A student has to be a U.S. citizen, or an eligible noncitizen , in order to receive federal financial aid and complete the Free Application for Federal Student Aid (FAFSA). The FAFSA collects financial aid history and also matches applicant information to several federal databases. This information is used by the U.S. Department of Education to determine eligibility for federal financial aid.
All FAFSA applicants are matched with the Social Security Administration's (SSA) records to verify name, date of birth, social security number, and U.S. citizenship status. If an applicant indicates that they are an eligible noncitizen and provides an Alien Registration Number (ARN), their identifying information is also sent to the Department of Homeland Security (DHS) for matching.
In some cases when either U.S. citizenship or eligible noncitizenship status cannot be confirmed, the Office of Financial Aid will require documentation of either U.S. citizenship or eligible noncitizenship from the student. Documentation may include one of the following:
- U.S. passport (current or expired)
- Certificate of Naturalization
- Alien Registration Number (i.e., Permanent Resident Card)

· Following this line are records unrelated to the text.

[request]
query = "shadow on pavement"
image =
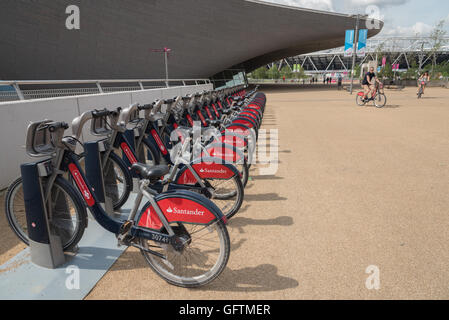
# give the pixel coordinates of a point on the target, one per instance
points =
(243, 222)
(264, 197)
(268, 177)
(263, 278)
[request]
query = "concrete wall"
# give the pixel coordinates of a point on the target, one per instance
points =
(116, 37)
(15, 117)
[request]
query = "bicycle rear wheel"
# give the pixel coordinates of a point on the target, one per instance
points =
(360, 101)
(380, 101)
(69, 216)
(203, 258)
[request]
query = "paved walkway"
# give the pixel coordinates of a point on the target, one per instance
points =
(355, 187)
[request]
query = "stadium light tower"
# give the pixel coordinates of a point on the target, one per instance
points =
(356, 42)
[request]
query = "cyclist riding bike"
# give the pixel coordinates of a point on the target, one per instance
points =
(369, 82)
(422, 82)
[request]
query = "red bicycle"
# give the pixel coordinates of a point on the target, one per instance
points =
(378, 97)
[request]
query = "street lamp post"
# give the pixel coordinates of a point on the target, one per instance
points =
(354, 51)
(166, 52)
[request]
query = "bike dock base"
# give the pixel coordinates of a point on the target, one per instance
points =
(20, 279)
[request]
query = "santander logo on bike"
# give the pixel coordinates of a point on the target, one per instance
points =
(205, 170)
(195, 212)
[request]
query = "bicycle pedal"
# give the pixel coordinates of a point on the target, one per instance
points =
(126, 226)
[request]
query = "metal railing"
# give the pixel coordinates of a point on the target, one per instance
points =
(40, 89)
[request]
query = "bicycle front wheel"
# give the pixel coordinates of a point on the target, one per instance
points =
(68, 214)
(203, 258)
(118, 181)
(380, 101)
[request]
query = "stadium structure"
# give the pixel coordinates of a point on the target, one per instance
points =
(405, 51)
(116, 40)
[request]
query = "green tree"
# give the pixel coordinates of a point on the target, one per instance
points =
(273, 73)
(260, 73)
(286, 72)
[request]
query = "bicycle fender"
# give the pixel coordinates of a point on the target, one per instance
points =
(154, 148)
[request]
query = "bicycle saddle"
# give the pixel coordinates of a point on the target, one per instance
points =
(150, 172)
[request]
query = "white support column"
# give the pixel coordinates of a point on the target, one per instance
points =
(99, 87)
(18, 91)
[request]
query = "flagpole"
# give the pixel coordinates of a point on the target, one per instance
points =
(166, 66)
(354, 51)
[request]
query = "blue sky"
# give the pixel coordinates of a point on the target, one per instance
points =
(401, 17)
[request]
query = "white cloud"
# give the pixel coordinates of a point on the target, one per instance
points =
(379, 3)
(419, 28)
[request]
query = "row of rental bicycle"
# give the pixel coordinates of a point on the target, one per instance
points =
(180, 167)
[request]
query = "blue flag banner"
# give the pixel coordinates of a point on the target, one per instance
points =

Students may mail, fax, or email copies of their citizenship documents to the Office of Financial Aid.
For naturalized U.S. citizens, the U.S. Citizenship and Immigration Service does not automatically update social security records for a change in citizenship status. Therefore, all newly naturalized U.S. citizens are required to update their social security records to reflect updated citizenship status. Please note that it is very important for social security records to reflect accurate citizenship information.
Additional information for Eligible NonCitizens:
The Office of Financial Aid may be required to initiate a mandatory secondary process with the Department of Homeland Security(DHS) for those students whose eligible noncitizen status cannot be confirmed through Federal Student Aid's automated matching process. Eligible DHS matches from previous academic years cannot be used to circumvent the mandatory secondary process during the current academic year. This is because eligible noncitizenship status is subject to change as DHS records are updated.
Undocumented students are not eligible for federal financial aid or Connecticut state financial aid. Under a new state law, enacted by the Connecticut General Assembly, undocumented students may apply for institutional financial aid after meeting certain requirements. This new law does not apply to non-immigrant visa holders.